Kari Armstrong has five children ranging from toddler to tween-age. The stay-at-home mom rarely has time alone, but daily exercise and naps restore her energy. She does Pilates exercise at home and gathers the kids for a walk and picnic in the park. “When I pack a picnic, there’s no kitchen clean up,” she says. “Being involved in a Bible study group is also very helpful to me.” She also sets up a babysitter so she and her husband can enjoy an occasional night out with friends.

For Donna Prasse, a monthly massage relieves stress and tension. “It’s quiet and soothing, and I enjoy listening to the water fountain that sounds like a babbling brook.” After the massage, she takes a nap. “Then I’m good for another month.
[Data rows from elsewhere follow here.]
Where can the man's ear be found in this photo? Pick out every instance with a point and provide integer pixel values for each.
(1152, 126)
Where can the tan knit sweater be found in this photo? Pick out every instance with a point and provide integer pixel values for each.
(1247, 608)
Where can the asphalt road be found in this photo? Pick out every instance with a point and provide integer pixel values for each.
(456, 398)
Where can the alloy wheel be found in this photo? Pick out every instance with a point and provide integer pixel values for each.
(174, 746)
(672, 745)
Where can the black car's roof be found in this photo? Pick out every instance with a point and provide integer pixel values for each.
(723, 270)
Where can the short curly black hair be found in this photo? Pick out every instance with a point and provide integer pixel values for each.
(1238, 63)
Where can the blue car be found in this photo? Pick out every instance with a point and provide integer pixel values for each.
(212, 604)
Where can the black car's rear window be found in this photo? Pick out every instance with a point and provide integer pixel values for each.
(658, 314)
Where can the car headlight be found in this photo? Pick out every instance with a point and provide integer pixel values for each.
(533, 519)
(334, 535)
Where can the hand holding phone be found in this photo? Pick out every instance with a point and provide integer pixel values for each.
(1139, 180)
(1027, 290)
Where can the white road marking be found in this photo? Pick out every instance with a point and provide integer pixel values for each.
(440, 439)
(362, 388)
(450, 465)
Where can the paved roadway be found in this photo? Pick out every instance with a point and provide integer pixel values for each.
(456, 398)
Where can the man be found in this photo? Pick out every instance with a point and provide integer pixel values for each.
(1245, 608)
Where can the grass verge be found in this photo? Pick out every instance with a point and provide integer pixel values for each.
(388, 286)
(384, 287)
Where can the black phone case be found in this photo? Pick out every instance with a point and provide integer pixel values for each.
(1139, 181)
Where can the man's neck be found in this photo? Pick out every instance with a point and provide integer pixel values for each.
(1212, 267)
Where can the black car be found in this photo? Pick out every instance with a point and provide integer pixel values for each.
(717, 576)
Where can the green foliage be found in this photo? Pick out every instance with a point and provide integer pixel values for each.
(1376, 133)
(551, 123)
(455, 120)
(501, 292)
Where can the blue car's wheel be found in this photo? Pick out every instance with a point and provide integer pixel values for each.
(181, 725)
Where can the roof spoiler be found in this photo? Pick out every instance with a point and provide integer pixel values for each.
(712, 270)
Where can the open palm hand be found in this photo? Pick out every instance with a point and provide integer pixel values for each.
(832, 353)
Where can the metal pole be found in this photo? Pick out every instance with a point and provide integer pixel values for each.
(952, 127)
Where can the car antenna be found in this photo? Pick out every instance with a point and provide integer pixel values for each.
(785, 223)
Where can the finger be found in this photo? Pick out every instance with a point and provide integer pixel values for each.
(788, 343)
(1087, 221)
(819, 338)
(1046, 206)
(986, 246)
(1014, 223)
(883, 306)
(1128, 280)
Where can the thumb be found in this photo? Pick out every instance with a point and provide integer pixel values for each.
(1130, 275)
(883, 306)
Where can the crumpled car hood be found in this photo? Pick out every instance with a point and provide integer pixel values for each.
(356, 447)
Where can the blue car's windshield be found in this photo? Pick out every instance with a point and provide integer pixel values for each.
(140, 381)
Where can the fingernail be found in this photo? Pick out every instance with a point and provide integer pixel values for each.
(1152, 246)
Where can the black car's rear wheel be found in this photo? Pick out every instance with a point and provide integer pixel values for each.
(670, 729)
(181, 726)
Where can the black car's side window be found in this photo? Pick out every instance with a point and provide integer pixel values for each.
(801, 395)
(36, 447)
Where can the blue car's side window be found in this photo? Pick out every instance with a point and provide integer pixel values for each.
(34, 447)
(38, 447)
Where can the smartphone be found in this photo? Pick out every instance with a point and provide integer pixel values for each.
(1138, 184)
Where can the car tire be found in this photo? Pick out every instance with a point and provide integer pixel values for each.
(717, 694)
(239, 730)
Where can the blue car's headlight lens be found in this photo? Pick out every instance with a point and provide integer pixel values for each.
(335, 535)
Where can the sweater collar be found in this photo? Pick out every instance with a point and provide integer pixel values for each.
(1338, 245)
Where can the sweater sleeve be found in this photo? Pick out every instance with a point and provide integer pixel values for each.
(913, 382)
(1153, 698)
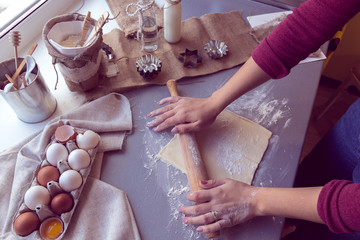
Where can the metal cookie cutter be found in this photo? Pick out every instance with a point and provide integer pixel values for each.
(216, 49)
(148, 65)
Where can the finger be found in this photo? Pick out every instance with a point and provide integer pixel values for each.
(160, 111)
(203, 219)
(200, 196)
(211, 183)
(172, 99)
(195, 210)
(213, 227)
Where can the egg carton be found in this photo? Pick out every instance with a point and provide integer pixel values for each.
(44, 212)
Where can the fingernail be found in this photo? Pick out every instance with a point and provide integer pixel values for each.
(200, 229)
(174, 130)
(150, 124)
(203, 182)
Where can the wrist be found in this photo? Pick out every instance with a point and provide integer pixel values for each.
(218, 102)
(260, 203)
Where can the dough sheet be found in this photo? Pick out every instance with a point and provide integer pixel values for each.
(232, 147)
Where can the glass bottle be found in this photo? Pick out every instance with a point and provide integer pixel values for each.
(172, 21)
(148, 26)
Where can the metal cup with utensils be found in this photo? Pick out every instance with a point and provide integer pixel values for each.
(33, 103)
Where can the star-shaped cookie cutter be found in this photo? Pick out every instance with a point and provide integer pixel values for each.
(190, 58)
(148, 65)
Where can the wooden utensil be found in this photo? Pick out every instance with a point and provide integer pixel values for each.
(195, 167)
(22, 64)
(98, 25)
(15, 39)
(85, 28)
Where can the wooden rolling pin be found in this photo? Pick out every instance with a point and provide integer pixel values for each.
(194, 165)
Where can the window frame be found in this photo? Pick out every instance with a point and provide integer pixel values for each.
(30, 26)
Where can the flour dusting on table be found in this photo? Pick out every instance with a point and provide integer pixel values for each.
(172, 181)
(260, 106)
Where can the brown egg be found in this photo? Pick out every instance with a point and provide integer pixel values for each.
(62, 203)
(65, 133)
(47, 174)
(26, 223)
(51, 228)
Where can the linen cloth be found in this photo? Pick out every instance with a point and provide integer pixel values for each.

I also lose myself in a good book for an hour before bed.” She tries to follow the advice from her son’s pediatrician. “He recommends mothers find an hour of time for themselves every day.”

Elvira Camarena reserves two nights each month to celebrate her friendships. “My Hispanic girlfriends and I go to a restaurant and talk and laugh.” She teaches at Bolton High School and is raising an elementary school-aged son and 14-year-old daughter. “I also run four afternoons a week after work and just leave the housework behind.”  

 

Tune in to yourself

On a deeper note, self-care is about much more than an occasional night out to decompress, says Burns. “Truly taking care of the self involves an emotionally healthy approach to living. Become aware of your inner dialogue. How do you speak to yourself? Are you compassionate and encouraging? Practice mindfulness, be intentional about focusing your thoughts and attention on what is happening in the here and now.

“Make an effort to be truly present to experience life without being pulled away by the daily busyness,” she says. “Be intentional about gratitude. Work to grow spiritually. Your cup will be running over.”